So what I thought I would do for today’s episode is actually give you an overview of real estate in case you’re not familiar. And it’s actually a replay of one of my first episodes. We’re into episode almost 160 at this point, and so this is episode, I don’t know, it was like 5, or 6, or 7 or 8, and so it’s been a minute.
And so we’re actually going to combine both episodes in one because basically I’m giving a great and broad overview of real estate in case you’re not familiar and to help you figure out why it might be something that you should do. All right, so here it is. And then next week you’ll hear from Dr. Peter Kim of Passive Income MD.
Welcome to The Wealthy Mom MD Podcast, a podcast for women physicians who want to learn how to live a wealthy life. In this podcast you will learn how to make money work for you, how you can have more of it, and learn the tools to empower you to live a life on purpose. Get ready to up-level your money and your life. I’m your host, Dr. Bonnie Koo.

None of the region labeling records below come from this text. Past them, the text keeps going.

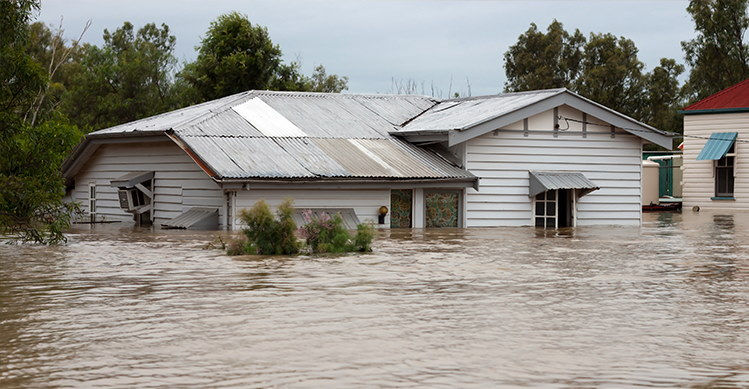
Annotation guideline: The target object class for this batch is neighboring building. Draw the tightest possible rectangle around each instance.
[681,80,749,210]
[64,89,671,229]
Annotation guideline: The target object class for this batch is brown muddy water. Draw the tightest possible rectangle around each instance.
[0,211,749,388]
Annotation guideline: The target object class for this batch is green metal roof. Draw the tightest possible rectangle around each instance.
[697,132,739,161]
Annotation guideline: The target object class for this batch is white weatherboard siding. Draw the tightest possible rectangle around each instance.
[73,141,224,224]
[234,188,390,228]
[465,106,642,227]
[682,113,749,210]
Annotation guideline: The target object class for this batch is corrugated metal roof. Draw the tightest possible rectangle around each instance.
[402,89,566,131]
[181,136,475,179]
[528,171,600,197]
[697,132,739,161]
[83,91,475,180]
[161,207,218,230]
[231,97,307,136]
[684,79,749,113]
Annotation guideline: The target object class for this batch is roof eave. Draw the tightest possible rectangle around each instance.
[676,107,749,115]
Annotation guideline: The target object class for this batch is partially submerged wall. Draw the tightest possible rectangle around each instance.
[72,140,225,224]
[465,106,642,227]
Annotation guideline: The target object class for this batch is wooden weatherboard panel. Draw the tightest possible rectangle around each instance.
[465,106,642,227]
[682,112,749,210]
[72,140,223,224]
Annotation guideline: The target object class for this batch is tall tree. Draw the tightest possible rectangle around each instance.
[641,58,684,133]
[62,22,177,130]
[181,12,282,100]
[574,34,646,118]
[505,21,684,139]
[178,12,348,103]
[681,0,749,101]
[504,20,585,92]
[0,0,80,243]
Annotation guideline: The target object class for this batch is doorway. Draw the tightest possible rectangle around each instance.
[424,189,462,228]
[533,189,576,229]
[390,189,413,228]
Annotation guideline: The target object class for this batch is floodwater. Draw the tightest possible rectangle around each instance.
[0,211,749,388]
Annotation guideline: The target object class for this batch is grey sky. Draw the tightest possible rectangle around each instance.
[33,0,694,95]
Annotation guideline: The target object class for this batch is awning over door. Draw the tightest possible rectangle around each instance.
[110,172,153,188]
[697,132,739,161]
[528,171,600,197]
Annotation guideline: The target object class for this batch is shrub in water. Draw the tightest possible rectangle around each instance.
[235,199,299,255]
[301,210,374,253]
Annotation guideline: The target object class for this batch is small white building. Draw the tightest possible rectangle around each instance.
[681,80,749,210]
[64,89,671,229]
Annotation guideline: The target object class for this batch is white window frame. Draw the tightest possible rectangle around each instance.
[531,189,577,230]
[531,189,559,230]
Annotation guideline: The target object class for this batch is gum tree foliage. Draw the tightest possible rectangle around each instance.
[504,20,585,92]
[505,21,684,139]
[179,12,348,103]
[681,0,749,101]
[62,22,178,130]
[0,0,80,243]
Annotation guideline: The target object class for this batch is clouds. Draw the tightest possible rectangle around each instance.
[33,0,694,95]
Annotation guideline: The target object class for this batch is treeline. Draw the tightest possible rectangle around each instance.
[28,12,348,132]
[504,0,749,139]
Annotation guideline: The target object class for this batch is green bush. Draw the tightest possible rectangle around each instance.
[235,199,300,255]
[226,199,375,255]
[301,210,374,253]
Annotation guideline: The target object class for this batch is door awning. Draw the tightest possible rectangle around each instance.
[528,170,600,197]
[110,172,153,188]
[697,132,739,161]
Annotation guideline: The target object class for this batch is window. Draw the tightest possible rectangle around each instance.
[534,190,557,228]
[88,182,96,223]
[715,144,736,197]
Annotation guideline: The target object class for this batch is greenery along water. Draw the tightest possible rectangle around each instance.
[0,212,749,388]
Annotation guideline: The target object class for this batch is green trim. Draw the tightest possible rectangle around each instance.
[676,107,749,115]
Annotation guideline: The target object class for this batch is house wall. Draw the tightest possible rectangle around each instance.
[465,106,642,227]
[682,113,749,210]
[72,141,225,224]
[233,186,390,229]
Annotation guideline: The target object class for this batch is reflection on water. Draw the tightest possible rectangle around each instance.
[0,211,749,387]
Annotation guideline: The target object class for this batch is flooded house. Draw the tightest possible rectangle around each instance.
[63,89,671,229]
[681,79,749,210]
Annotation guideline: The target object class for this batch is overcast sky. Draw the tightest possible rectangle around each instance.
[33,0,694,95]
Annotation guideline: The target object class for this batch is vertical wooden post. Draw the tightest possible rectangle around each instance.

Today we’re going to talk about real estate. Specifically, today it’s going to be high-level. I just want to set the tone and we’re going to explore some more specific topics in later episodes because real estate is such a big topic. I mean, there are whole podcasts, books, and businesses devoted to solely real estate. And this is not a real estate podcast. Why am I even talking about it today? Well, I’ve come to realize that real estate is a great way to build wealth and relatively quickly, so I’d be remiss to not mention it.
Here’s an overview of what I’ll talk about today. I want to talk about why should someone like you should even consider investing in real estate? I want to go over some of the common objections to investing in real estate. And then I’ll talk about the overall benefits. And then I’ll start going into how you actually make money in real estate. I find that this is actually one of the most understood details about real estate investing.

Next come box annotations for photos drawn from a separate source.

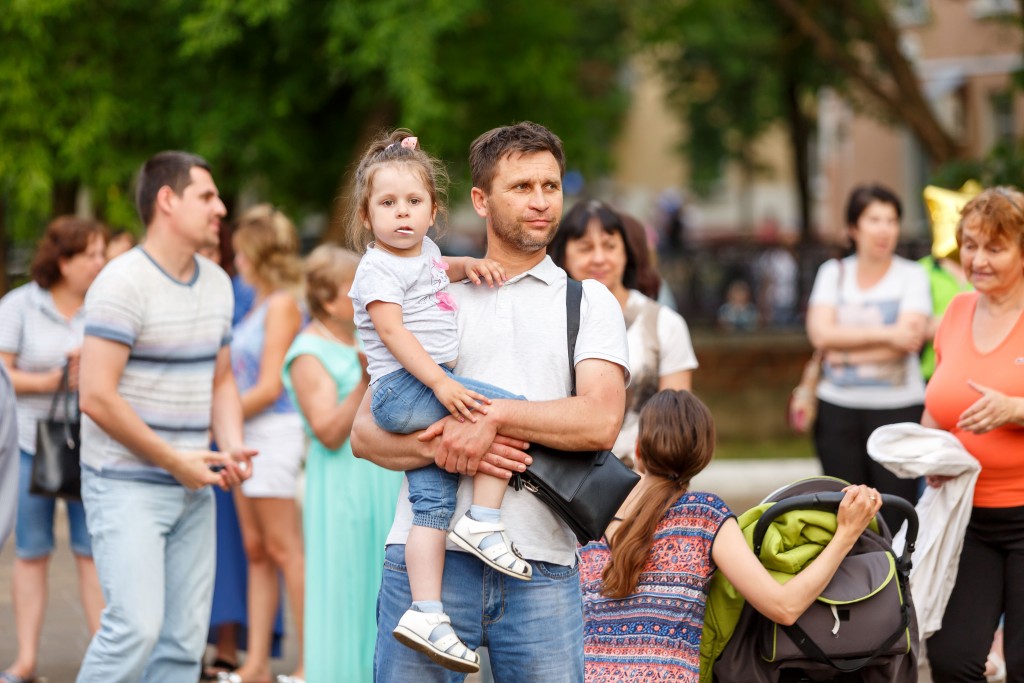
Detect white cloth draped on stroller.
[700,477,919,683]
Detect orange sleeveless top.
[925,292,1024,508]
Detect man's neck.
[142,225,196,282]
[486,240,548,280]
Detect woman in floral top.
[580,390,882,683]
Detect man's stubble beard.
[490,211,559,254]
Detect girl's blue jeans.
[370,366,525,530]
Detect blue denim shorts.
[14,451,92,560]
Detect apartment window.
[988,90,1016,144]
[971,0,1018,18]
[892,0,932,27]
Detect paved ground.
[0,460,966,683]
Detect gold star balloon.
[924,180,982,258]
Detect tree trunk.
[785,75,813,245]
[321,100,397,246]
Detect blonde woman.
[218,205,305,683]
[285,245,402,683]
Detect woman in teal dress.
[284,245,401,683]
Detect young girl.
[580,390,882,683]
[349,130,532,672]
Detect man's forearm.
[483,396,623,451]
[79,392,178,471]
[210,375,244,452]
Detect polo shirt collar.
[509,255,565,285]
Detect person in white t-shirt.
[807,185,932,528]
[551,201,697,463]
[349,129,532,673]
[352,122,629,683]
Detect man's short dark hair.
[135,152,212,226]
[469,121,565,193]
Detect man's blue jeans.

Okay, before I start, I want to talk a bit about my real estate history. Like many of you, I knew that many people invested in real estate and that was a thing. But I just wasn’t personally interested in it and I had some of the common objections that I’ll go into a little bit later. But eventually I decided, “You know what? I need to learn more about this. I need to educate myself. If I could become a physician, I can certainly learn about real estate, right?”

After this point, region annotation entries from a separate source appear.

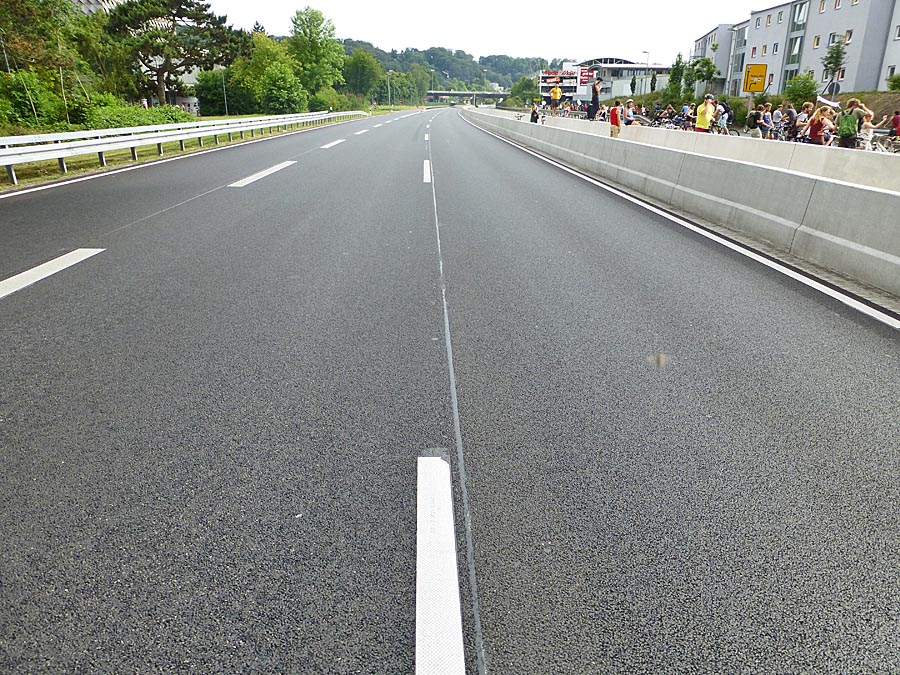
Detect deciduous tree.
[109,0,249,103]
[288,7,344,94]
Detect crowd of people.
[531,84,900,150]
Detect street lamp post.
[641,50,650,96]
[222,68,228,117]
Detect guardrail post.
[3,145,19,185]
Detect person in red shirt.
[609,100,622,138]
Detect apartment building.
[695,0,900,96]
[691,23,734,94]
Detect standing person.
[747,103,766,138]
[794,101,814,141]
[588,77,603,120]
[759,103,772,138]
[694,94,716,134]
[806,105,834,145]
[609,99,625,138]
[550,82,562,117]
[837,98,872,149]
[624,99,641,127]
[859,110,888,150]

So I started small. I started investing passively through syndications, and you’ll learn what that is in a later episode. And up until recently I was avoiding direct real estate, meaning owning my own property. At the time of this recording, we have purchased our first rental property. It’s definitely a learning curve and there’s lots of stuff happening, but I’m so glad we finally took the leap.
So why should someone like you consider real estate investing? If you recall my earlier episode, Think Beyond Your Clinical Income, I’ll be referencing this episode a lot. You’ll recall that I talked about a table with legs and that the goal is to create as many legs as possible so that your table of wealth is as stable as possible.
What’s great about real estate is there are so many legs within the leg of real estate and you can build this leg relatively quickly versus stock market investing, which just takes a long time and there’s absolutely nothing wrong with it. Also, you can have a lot of control over real estate and I’ll go into why that’s important.
Let’s go over the common objections I hear and that I personally had when it came to investing in real estate. So many of us think it’s so hard and it’s so overwhelming, you don’t even know where to start. And that’s partially because of the breadth of real estate. And so my goal today is to kind of start breaking down these pieces for you.
Also, many of us have heard horror stories about bad tenants, or fixing toilets, or things that could go wrong. And finally it’s a lot of freaking work, right? At least that’s what I think, and maybe that’s what you think too. I want to say that you know much more about real estate investing than you think you do because take a step back. Where do you live right now? Is it a home? Is it an apartment? Is it a condo? Are you renting it or do you own it?
Whether you rent or buy, most of us have experience renting, so we understand at least part of the puzzle, right? Just remember these types of experiences, when combined with focused reading and education and supportive mentors, can make taking the plunge into real estate relatively easy and you can become successful too.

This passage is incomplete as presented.